Skills like skills.sh (tiny text “how-to” files that steer an agent toward a task) feel harmless because they’re just instructions.
But that’s exactly why they can become an attack vector.
A skill file is basically executable intent:
- it sets the agent’s assumptions (“trust this source”)
- it defines the workflow (“run these steps”)
- it can nudge boundaries (“skip confirmations”, “always do X”)
The tricky part is: this attack doesn’t have to come from external prompt injection at all.
Skills often live inside your environment (repo, dotfiles, shared templates, internal skill packs). If a malicious or compromised skill gets into that internal distribution path, it arrives with a “trusted” label by default.

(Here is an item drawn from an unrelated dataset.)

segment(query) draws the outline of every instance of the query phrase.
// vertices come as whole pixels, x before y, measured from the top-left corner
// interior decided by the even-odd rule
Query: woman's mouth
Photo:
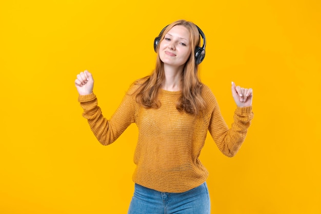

And unlike one-off injections, skills can persist:
- used across multiple projects
- copied forward by templates
- installed once and reused
- surviving long after the original context is gone, with no obvious “reinstall” moment
So if skills are pulled from a repo, shared internally, copied from the internet, or composed dynamically… you’ve created a high-trust injection point that can quietly outlive the project that introduced it.
This isn’t theoretical:
- Cisco’s team analyzed “community skills” for personal agents and showed how a skill can embed behavior that looks a lot like malware-by-instructions (data exfil patterns, unsafe actions, etc.)
- Research explicitly calls out “Agent Skills” (markdown/text skill files) as enabling a new class of prompt injections—because attackers can hide malicious instructions inside long skill content or referenced scripts
- Another large-scale study scanned tens of thousands of skills and found a meaningful fraction with vulnerability patterns, with skills that bundle executable scripts more likely to be risky
Takeaway: if your agent treats skill text as authoritative, then skill text is part of your security boundary.
Guardrails I’m adopting:
- Treat skills like code: PR review, ownership, diff alerts
- Pin to known commits / provenance (ideally signed)
- Make skills immutable at runtime (no self-modifying “update your skill” loops)
- Keep skill instructions separate from retrieved/untrusted content
We learned “config is code.”
Now it’s “prompts are code”… and skills are attack surface.
How are you governing skills in your agent stack today?